Last week's results were disappointing and could not be pinned on bad weather or another outside factor, Credit Suisse First Boston analyst James Higgins said in a note. Traffic was off 10 percent systemwide from a year earlier, compared with a 9.8 percent decline a week earlier.

"Furthermore, Tuesday's increase in the terror alert to orange cannot help traffic trends in coming weeks," he said.

Still, the intermediate term view on airline shares remains relatively favorable, Higgins said.

"Almost all that could go wrong ... has happened," Deutsche Bank Securities analyst Susan Donofrio said in a note.

The reactions came as the Air Transport Association, a lobbying group for U.S. airlines, released unit revenue results for April to members. Unit revenue is a key industry measure based on revenue generated for every seat on a plane.
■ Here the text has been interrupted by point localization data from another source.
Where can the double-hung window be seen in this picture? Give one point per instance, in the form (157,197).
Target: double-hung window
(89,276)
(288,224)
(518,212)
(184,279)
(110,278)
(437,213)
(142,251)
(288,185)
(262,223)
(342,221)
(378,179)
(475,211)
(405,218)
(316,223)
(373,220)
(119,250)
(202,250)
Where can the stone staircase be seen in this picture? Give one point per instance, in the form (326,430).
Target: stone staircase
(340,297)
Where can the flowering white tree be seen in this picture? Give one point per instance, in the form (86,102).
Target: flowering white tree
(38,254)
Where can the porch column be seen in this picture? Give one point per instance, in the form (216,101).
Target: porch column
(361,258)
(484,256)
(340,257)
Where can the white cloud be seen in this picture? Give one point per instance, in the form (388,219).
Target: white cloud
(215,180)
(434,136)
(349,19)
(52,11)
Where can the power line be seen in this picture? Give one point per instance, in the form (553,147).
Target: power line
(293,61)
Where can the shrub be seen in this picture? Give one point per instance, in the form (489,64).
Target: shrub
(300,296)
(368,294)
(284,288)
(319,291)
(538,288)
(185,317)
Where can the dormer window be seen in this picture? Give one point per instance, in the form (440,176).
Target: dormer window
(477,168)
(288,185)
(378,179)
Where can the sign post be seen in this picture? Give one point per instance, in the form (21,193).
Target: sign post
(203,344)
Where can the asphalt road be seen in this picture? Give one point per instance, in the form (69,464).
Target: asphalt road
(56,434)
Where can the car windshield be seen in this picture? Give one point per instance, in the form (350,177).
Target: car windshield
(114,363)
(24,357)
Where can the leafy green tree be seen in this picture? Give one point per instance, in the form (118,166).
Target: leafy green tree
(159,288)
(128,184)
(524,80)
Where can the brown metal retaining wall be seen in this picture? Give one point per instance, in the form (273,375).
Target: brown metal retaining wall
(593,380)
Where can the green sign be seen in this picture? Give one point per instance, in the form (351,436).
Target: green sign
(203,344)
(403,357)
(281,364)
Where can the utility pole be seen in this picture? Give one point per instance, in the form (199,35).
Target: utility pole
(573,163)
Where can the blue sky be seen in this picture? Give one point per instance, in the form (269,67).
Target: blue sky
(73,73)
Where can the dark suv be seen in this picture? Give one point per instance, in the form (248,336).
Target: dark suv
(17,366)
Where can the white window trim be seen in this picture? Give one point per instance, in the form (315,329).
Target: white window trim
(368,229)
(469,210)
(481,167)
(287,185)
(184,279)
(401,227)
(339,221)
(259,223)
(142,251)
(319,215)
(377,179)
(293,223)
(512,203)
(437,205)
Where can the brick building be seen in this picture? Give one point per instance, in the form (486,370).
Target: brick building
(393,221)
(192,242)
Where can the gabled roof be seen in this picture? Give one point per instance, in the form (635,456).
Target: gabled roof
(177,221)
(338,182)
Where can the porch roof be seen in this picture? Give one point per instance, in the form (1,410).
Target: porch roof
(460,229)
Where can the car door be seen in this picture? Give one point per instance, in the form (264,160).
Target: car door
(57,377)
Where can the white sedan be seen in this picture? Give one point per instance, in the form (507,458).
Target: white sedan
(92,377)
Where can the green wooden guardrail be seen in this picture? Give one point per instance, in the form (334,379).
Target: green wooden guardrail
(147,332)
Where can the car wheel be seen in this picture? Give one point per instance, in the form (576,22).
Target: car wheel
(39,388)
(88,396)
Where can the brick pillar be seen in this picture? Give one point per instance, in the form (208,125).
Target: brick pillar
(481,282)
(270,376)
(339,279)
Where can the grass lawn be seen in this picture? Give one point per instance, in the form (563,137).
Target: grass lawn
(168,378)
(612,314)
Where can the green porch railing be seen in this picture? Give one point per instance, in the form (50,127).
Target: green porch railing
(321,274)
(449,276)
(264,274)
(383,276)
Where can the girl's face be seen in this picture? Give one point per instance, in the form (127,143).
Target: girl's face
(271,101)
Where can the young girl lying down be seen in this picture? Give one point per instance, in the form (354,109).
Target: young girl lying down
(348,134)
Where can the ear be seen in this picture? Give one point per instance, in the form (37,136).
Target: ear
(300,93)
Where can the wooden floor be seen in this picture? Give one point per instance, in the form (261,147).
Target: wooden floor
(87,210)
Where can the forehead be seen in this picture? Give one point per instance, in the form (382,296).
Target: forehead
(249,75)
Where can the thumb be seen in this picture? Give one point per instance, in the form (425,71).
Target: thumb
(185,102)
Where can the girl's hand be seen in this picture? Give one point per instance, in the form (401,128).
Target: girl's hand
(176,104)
Analysts said unit revenue for U.S. airlines fell more than expected at 4.2 percent in April compared with a year earlier and fell 18.4 percent compared with April 2000, before the downturn. March unit revenue fell 8.1 percent from a year ago.

Unit revenue for transpacific routes dropped 32.8 percent in April from a year earlier as SARS, or Severe Acute Respiratory Syndrome, took an increasing toll on travel. Unit revenue had dropped 19.5 percent in March from a year earlier.

For domestic routes, unit revenue declined 2.3 percent in April from a year earlier. Transatlantic route unit revenue fell 5.8 percent, improved from the March decline of 14.4 percent before and during the Iraq war.